A freight agent in Yiwu surnamed Bao, an international trader for years, is shocked by the massive and early arrival of orders for Christmas goods. These orders normally come in late August, but they already came in early June this year, three months ahead of schedule.
“Orders have piled up until early August, and in order to better serve old clients, we have stopped taking new orders,” said Bao.
Orders for Halloween, which falls on October 31, also arrived earlier and in huge volume this year.
A producer of Halloween goods in Yiwu surnamed Dai said that hundreds of thousands of the pumpkin-style lanterns that her company provides were sold in less than two weeks — an unprecedented amount in such a short time. Dai and her staff are working extra hours on production to meet demand.
Factories in Shenzhen in South China’s Guangdong Province have also entered peak time early this year.
An employee of a Shenzhen-based decoration manufacturer told the Global Times on Wednesday that the company has already started production on orders from the US and Europe for Christmas this year.
In the first five months of this year, China’s exports reached 8.04 trillion yuan ($1.24 trillion), up 30.1 percent year-on-year and 23.6 percent over the same period in 2019, according to customs statistics. Sea transport usually carries about 95 percent of China’s foreign trade shipments.
But while export demand has grown, the international capacity for sea freight has fallen sharply.

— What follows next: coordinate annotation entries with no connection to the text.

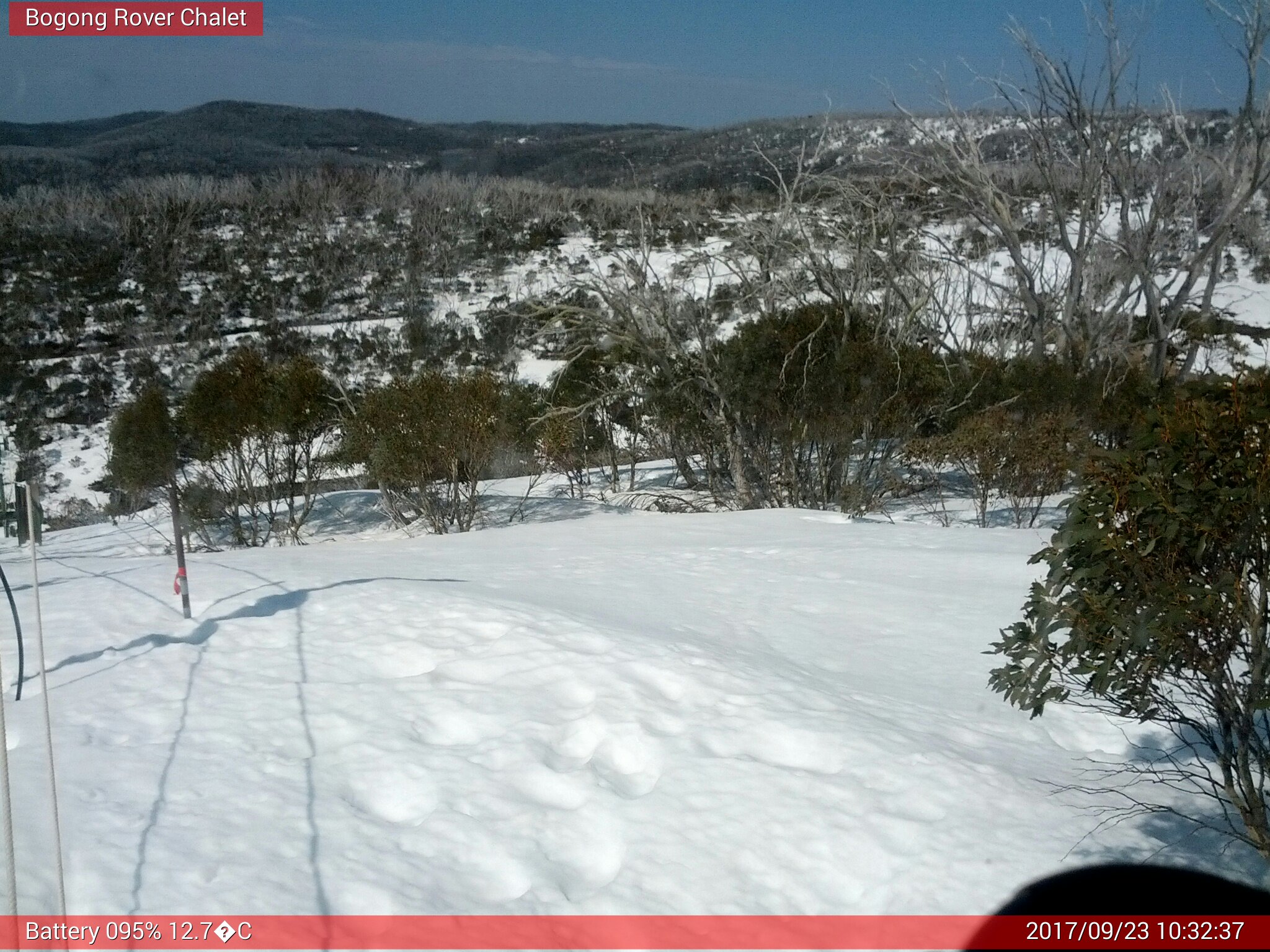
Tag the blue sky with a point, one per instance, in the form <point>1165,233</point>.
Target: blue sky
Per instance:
<point>691,63</point>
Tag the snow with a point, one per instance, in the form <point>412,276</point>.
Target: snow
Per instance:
<point>773,711</point>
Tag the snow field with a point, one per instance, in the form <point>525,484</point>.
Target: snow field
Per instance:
<point>732,712</point>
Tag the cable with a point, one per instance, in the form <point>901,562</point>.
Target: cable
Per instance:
<point>17,627</point>
<point>43,687</point>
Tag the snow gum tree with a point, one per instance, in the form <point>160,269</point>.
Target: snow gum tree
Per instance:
<point>144,457</point>
<point>1155,607</point>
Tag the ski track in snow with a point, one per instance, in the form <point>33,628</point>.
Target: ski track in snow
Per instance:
<point>739,712</point>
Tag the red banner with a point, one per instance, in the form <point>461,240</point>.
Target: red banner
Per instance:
<point>136,19</point>
<point>634,932</point>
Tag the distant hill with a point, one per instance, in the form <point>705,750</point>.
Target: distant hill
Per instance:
<point>230,138</point>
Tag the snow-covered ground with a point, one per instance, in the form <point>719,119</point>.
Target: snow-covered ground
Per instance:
<point>620,712</point>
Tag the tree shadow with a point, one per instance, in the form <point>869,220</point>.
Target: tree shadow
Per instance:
<point>263,607</point>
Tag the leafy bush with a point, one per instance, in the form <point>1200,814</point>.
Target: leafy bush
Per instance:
<point>1155,604</point>
<point>429,441</point>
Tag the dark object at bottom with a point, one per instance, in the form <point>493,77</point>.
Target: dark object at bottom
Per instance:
<point>1132,890</point>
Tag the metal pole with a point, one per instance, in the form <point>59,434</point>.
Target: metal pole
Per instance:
<point>32,490</point>
<point>7,806</point>
<point>182,579</point>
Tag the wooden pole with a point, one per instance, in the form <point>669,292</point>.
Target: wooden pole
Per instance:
<point>182,579</point>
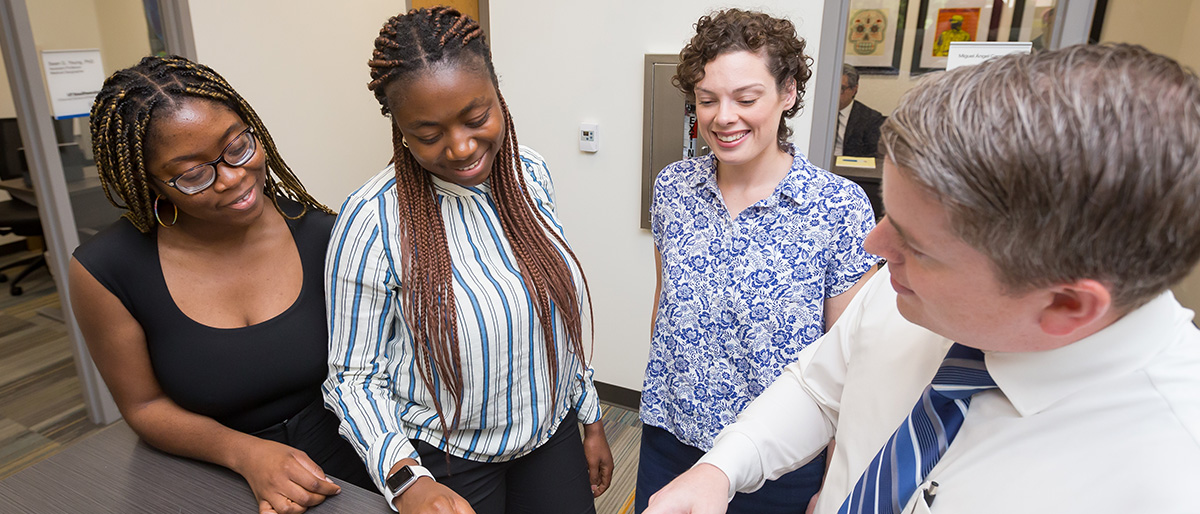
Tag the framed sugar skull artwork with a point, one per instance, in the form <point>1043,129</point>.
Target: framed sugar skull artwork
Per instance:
<point>875,35</point>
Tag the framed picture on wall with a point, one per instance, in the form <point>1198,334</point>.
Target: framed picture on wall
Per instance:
<point>875,35</point>
<point>1035,23</point>
<point>942,22</point>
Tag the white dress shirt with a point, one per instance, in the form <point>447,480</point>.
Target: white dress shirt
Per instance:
<point>375,386</point>
<point>1108,424</point>
<point>840,141</point>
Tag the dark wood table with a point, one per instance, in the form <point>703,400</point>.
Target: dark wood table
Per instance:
<point>115,472</point>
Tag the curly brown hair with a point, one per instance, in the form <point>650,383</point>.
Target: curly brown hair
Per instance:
<point>733,30</point>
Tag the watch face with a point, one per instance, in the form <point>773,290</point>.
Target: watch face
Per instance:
<point>400,478</point>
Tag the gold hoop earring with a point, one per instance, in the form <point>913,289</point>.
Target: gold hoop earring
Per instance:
<point>159,219</point>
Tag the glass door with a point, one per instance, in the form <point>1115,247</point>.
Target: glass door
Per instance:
<point>57,54</point>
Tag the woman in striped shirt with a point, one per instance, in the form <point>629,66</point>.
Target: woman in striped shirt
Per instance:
<point>455,302</point>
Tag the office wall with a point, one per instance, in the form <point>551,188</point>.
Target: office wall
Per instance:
<point>117,27</point>
<point>565,63</point>
<point>1168,28</point>
<point>303,66</point>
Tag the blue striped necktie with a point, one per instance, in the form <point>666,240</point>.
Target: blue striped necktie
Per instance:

Since last year, ports in Europe and the US have been affected by the coronavirus, resulting in the slow return of empty containers. This was intensified by the aftermath of the Suez Canal blockage in March and the recent backlog in Yantian Port. Combined with a strike at some US ports, ships have been delayed, ports are congested and containers remain difficult to obtain.
The container shortages have devastated sea transport, with freight rates tripling compared with the same period last year, industry insiders said.
“The freight train takes less than half of the time that ships take, while train cargo rates, which used to be double those of ships, are now the same,” Zhao Hengchao, a director with the port customs at Yiwu West Train Station, noting that the reliability of railway transport is far better than sea transport.
However, the shift in demand has posed new challenges to freight trains. A ship can carry 10,000 to 20,000 standard containers but a cargo train can only carry 50. As more traders choose the train, Zhao said that customs now works 24/7 on inspections to make sure that the goods can be loaded on time.